Saracens wing Sean Maitland believes the English club have “nothing to lose” in Saturday’s Heineken Champions Cup quarter-final against Leinster Rugby at Dublin’s Aviva Stadium. 

While the defending European champions have endured mixed fortunes since lockdown with relegation from the Gallagher Premiership assured after their salary cap breach, Leinster have stretched their winning run to 25 games and are fresh from a third successive PRO14 title. 

“These games we’ve been playing have been interesting, a weird old situation with no fans and midweek games,” said the Scotland international. 

“In the back of the mind, we’ve always had this Leinster game. It’s the only game that really means anything to us, but in saying that, it’s been so good for our young lads to get experience. 

“For the older boys like me, we’ve been building up to this game as the one with real significance. We’ve got nothing to lose and it’s going to be special. 

“It would be amazing to beat Leinster given how the season has gone and the adversity we’ve had to put up with. That would be pretty special, but we know it’s going to be a big game and it’s going to be tough as well.  

“They’re the form team and they’ll be coming into this game full of confidence after winning the PRO14. 

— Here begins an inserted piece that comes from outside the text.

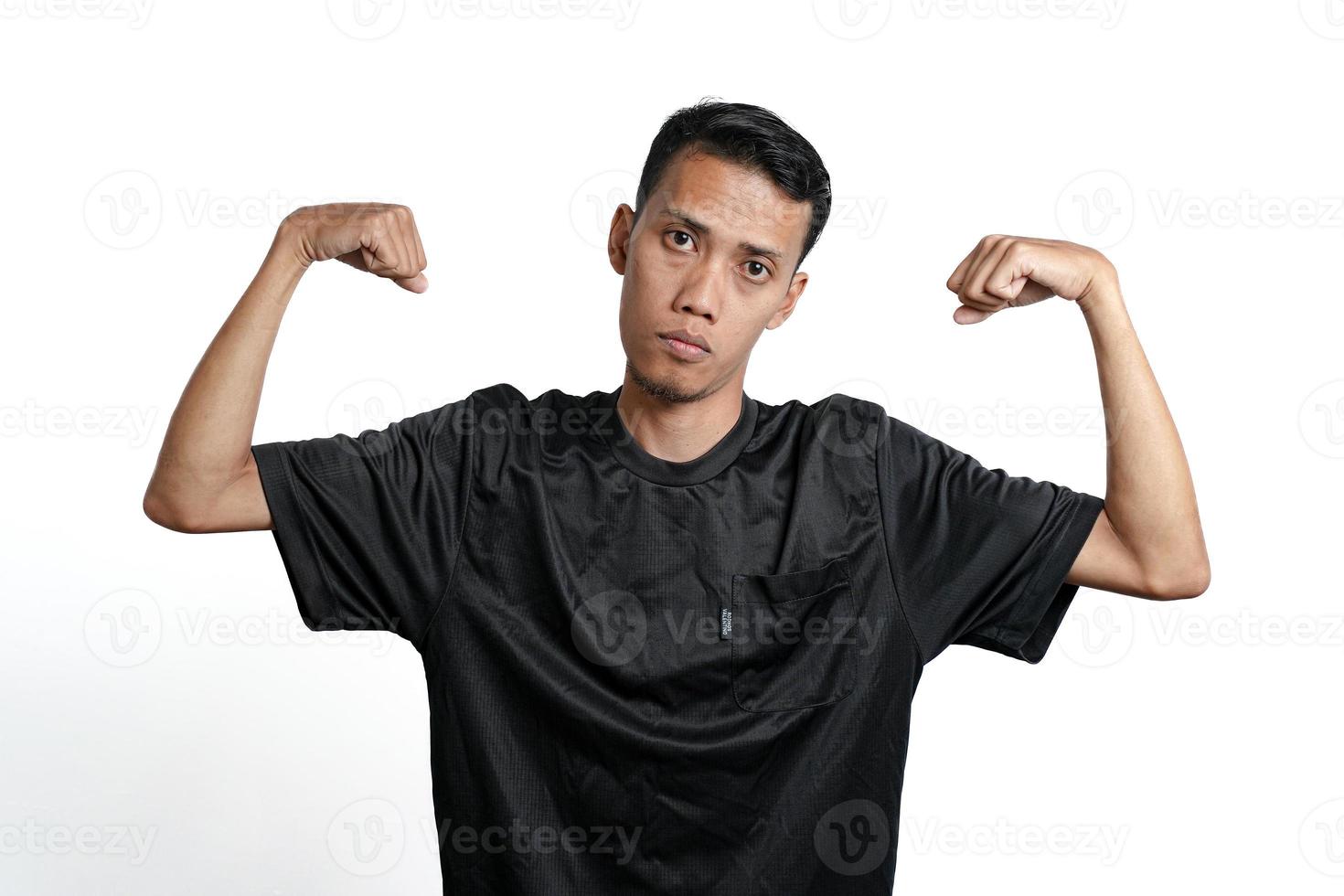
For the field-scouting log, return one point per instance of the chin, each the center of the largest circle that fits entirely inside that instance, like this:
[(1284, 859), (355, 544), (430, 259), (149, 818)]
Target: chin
[(668, 386)]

The game will be particularly special for the likes of Saracens captain Brad Barritt and scrum-half Richard Wigglesworth, who will leave Allianz Park at the end of the delayed 2019/20 campaign. 

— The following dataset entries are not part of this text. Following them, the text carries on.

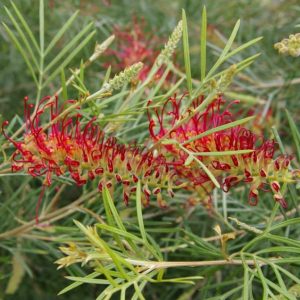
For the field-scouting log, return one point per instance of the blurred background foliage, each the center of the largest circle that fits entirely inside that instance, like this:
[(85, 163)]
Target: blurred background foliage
[(272, 77)]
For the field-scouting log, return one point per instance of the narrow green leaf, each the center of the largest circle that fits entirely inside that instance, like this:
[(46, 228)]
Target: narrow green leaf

“We’ve got a couple of legends at the club and this is going to be their last season, so we’ve got a lot of things to play for,” said Maitland. 

We want to win this competition, beat Leinster, but also do it for these lads who have given so much to the club.” 

However, Maitland reckons the Irish province will have added incentive after losing 20-10 to Saracens in last year’s Heineken Champions Cup final in Newcastle, when he scored one of their two tries. 

“I’m sure they have a lot of motivation to play us after last year,” said the New Zealand-born 32-year-old of the clubs’ third knockout clash.  

“I know there’s not going to be any fans, which is a shame. We’ve played a quarter-final over there, then last year’s final, now this quarter-final again. 

“It’s a massive game, it’s European rugby and it’s the only game that really means anything.”